The shed was built by TJ Garahy, based in Kiltegan, Co Wicklow; concreting was done by Tommy Ging. The shed and handling yard cost €80,000, excluding VAT, and before receipt of grant aid. Michael built under the FWMS, and has received his first 40% instalment.
Most farmers who built a winter house over the past two years also invested in a modern handling yard beside it. Michael’s new yard measures 18.2m long (60ft) and 9.1m wide (30ft), which is more than big enough. The door from the shed opens in a forcing pen for the race. Effectively, cattle can be let out of any of the pens in the shed, and straight into the race and crush. The walls are high at over 7ft. ’’They’re high enough so that the cattle are not tempted. And they give shelter to the yard,’’ he said
But, Michael also wanted the handling yard to be available if needed for other use, for example temporary holding and loading of grain at harvest time. As a result, the crush and race can be removed. The crush can be hitched on to the back of a jeep or tractor. The race can be lifted up. All its posts sit into lined holes in the concrete. At the same time, the race is secure and safe to operate; the centre post means the gate won’t bend under pressure from big suckler cows.

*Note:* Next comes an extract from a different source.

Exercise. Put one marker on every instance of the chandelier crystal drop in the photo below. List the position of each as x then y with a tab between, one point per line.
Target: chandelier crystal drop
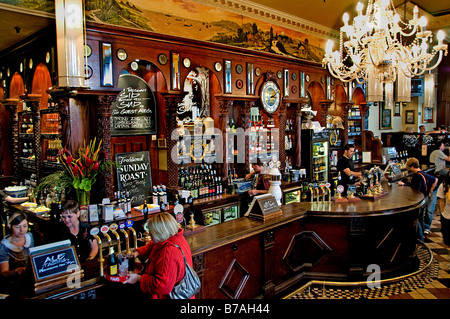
378	46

Metal work in the shed is simple, but effective. This creep gate is adjustable. The barrier is telescopic, sliding in to widen the gap as calves grow bigger. The bolt with a T-handle locks the sliding gate at the chosen width.
Inside the shed, all gate latches are stockproofed against nosing and licking. The guard has to be lifted up to allow the bar be slid across.

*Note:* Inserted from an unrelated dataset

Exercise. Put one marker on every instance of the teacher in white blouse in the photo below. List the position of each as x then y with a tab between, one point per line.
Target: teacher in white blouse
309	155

This gate won’t rattle in the wind On outside gates, a simple hoop welded on to a stanchion gives support. Held like this, the gate hinges are less likely to be damaged than if just a chain was used.

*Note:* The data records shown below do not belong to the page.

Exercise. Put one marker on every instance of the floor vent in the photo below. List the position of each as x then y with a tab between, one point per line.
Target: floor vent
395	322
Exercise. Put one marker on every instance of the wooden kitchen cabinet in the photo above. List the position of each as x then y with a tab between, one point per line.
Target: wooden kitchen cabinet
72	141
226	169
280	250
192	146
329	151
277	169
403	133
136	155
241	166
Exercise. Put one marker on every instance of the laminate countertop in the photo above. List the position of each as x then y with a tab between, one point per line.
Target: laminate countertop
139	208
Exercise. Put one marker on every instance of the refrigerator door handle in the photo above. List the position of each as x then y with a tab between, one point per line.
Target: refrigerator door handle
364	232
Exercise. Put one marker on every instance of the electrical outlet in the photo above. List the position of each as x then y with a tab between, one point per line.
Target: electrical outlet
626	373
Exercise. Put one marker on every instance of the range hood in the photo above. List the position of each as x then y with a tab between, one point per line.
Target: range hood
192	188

Lockable feed barriers are fitted on one bay. ’’They’re a must for suckler cows,’’ Michael said. ’’We did a ceasarean section on one, while she was restrained in one of the barriers. We had the comfort of the shed with good lighting, and all the rest. They’re not a lot extra in cost, perhaps €250 for a bay,’’ he said.
The site where the shed was built sloped down below the level of the existing yard, so the ground had to be raised at one end. The fall can be seen in this picture, which was taken by Elaine Tomlinson during the building job last autumn. The top of the underground tank, which is 8ft deep, was well above the original ground level, by as much as 1m at the near end.
Luckily, there was gravel freely available on the farm for building up the site. Michael told me that over 2,000 tonnes was used. The top soil was dug off the site, and then the gravel was hauled up by three dump trailers over the course of two days. Bought in fill would’ve cost from €100 to €150 plus VAT per 20t load, depending on what material was used, so even after allowing for the cost of haulage I calculate the saving would have been €10,000 or more.
Michael Tomlinson and his daughter, Elaine, outside the new suckler shed and handling yard.